A situação foi ficando insustentável, comigo levando reprimendas diariamente, já que tudo que eu fazia era “gay demais” para minha família, e quando eu finalmente levei uma surra de meu pai, uma única, eu saí, fugindo e levando o que me pertencia.

Euphemia e Fleamont Potter não pensaram duas vezes em me acolher, se tornando meus segundos pais, e eu recebia tanto amor e carinho quanto James, mas as feridas que minha família tinha feito eram profundas.

Todos os gritos, as acusações, a surra, que fechou um dos meus olhos em inchaço e fez meus dentes abrirem meu lábio de fora a fora, tudo isso ainda doía, lá no fundo. E em momentos como esse eu lamentava não ser mais amado.

— Sirius, traz copos! Mary chegou! – berrou James da sala.

À medida que nossos amigos iam chegando tudo ia ficando mais animado, e só faltava que Lily, Dorcas e Remo saíssem da faculdade e aparecessem, para que pudéssemos estar todos finalmente reunidos.

Quando Lily chegou, havia uma caixa de presente enorme em suas mãos e Remo e Dorcas ajudavam a carregar garrafas de refrigerante e outras bebidas.

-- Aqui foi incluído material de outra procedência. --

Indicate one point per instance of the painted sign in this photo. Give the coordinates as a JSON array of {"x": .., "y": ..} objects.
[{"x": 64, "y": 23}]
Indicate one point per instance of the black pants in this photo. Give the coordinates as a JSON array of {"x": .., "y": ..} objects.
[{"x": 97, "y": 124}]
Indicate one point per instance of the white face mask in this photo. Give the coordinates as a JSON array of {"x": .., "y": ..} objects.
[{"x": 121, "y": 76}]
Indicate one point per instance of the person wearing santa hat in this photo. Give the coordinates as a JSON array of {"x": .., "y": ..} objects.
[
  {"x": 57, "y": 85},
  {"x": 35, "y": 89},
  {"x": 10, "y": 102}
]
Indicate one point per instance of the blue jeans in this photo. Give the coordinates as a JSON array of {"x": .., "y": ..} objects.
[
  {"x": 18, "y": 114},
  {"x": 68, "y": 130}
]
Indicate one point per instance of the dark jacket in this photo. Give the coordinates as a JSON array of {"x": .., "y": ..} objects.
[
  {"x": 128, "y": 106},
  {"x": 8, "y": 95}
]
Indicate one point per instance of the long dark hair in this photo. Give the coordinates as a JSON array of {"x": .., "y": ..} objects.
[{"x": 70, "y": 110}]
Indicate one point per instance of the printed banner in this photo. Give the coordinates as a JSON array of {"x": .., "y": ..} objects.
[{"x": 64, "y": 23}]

Enquanto James estava muito ocupado em ser beijado e abraçado pela namorada, eu me adiantei e fui ajudar a recepcionar todos.

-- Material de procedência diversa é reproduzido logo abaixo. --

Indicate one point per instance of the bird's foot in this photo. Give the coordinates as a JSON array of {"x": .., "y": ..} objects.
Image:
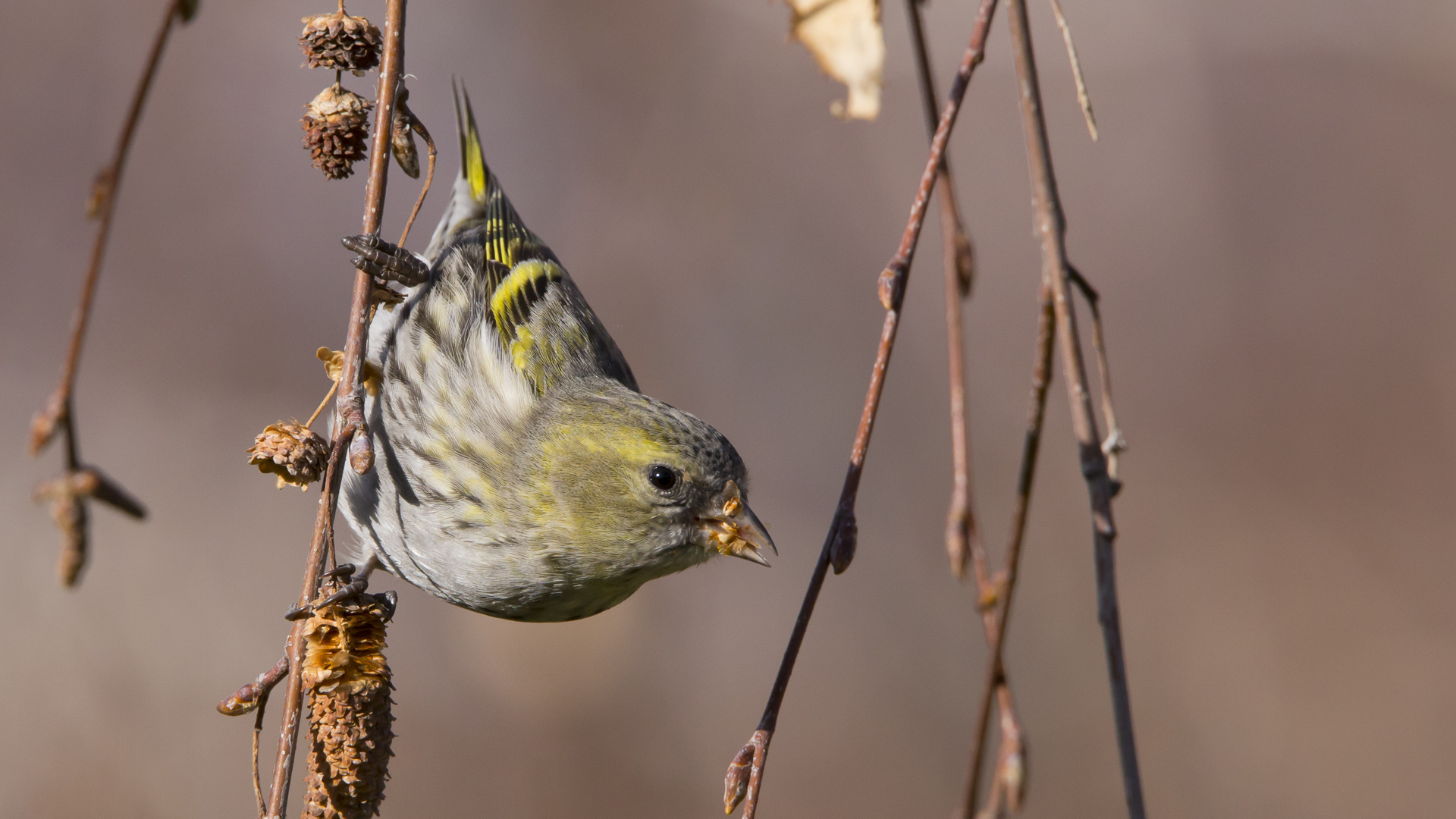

— Tragam as garrafas aqui! – pedi, pegando um engradado de cerveja das mãos de Dorcas e colocando-o no refrigerador. – Boa noite, Aluado.

Ele me deu um selinho e então nos juntamos a nossos amigos, bebendo cerveja e comendo os canapés deliciosos que a mãe de James fizera.

— Eu estou muito estressada, só preciso que esse trimestre acabe de uma vez! – gemeu Lily, deitando a cabeça no ombro de James. – Meu portfólio ainda está, tipo, na metade, e eu estou muito enrolada para acabar tudo até segunda de tarde.

Dorcas começou a comentar seu processo criativo e eu desviei minha atenção para fazer alguns cafunés em Remo, que estava calado e meio abatido. Seus olhos estavam fundos e com olheiras marcadas, e a expressão dele era uma mescla de preocupação e cansaço.

— Você parece acabado... não está pegando pesado demais? É só uma nota, Rem. – perguntei baixinho.

— Está quase acabando, semana que vem entramos nas férias de primavera e vou descansar.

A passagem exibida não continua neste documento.